Further features and advantages of the present invention will be seen from the following detailed description, taken in conjunction with the f llowing drawings, wherein like numerals depict like parts, and wherein

Fig. 1 is a cross-sectional view of a first embodiment of a specimen container made in accordance with the present invention;

Fig. 2 is a perspective view of an independently molded spike element of the specimen container of Fig. 1 ;

Fig. 3 is a bottom plan view of the specimen container of Fig. 1 ; Fig. 4 is a perspective view of a molded blank used to form the specimen container of Fig. 1 ;

Fig. 5 is a perspective view, from the top, showing the specimen container of Fig. 1 during assembly; and

Figs. 6-10 are graphs of gel setting times.

Referring to Figs. 1-5, the specimen container in accordance with the present invention provides a generally cube-shaped open container 10 having a base 12 and sidewalls 14, 16, 18 and 20. Formed on the interior of the base 12, and at least two of the sidewalls, e.g., 14 and 18, respectively, are contours 22, 24, 26. Contours 22, 24 and 26 are equally spaced from one another, for example, every five mm. Preferably contours 22, 24 and 26 have different contours, i.e., so as to serve as orientation markers. Contours 22, 24, 26 also may serve as sectioning markers or guides for a pathologist.

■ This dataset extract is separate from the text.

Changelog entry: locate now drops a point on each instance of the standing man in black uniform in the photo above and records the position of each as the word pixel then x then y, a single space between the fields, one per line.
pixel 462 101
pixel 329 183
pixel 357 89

Referring in particular to Fig. 5, container 10 is formed from a molded blank 28, formed of an x-ray transparent plastic. The bottom 12 and sidewalls 14, 16, 18 and 20, are connected to one another by thin living hinges 30.

Orientation pegs 32, 34, 36 are molded on and extending from three of the walls, e.g., 14, 16 and 18. Orientation pegs 32, 34, 36 have different lengths to differentiate the walls from one another.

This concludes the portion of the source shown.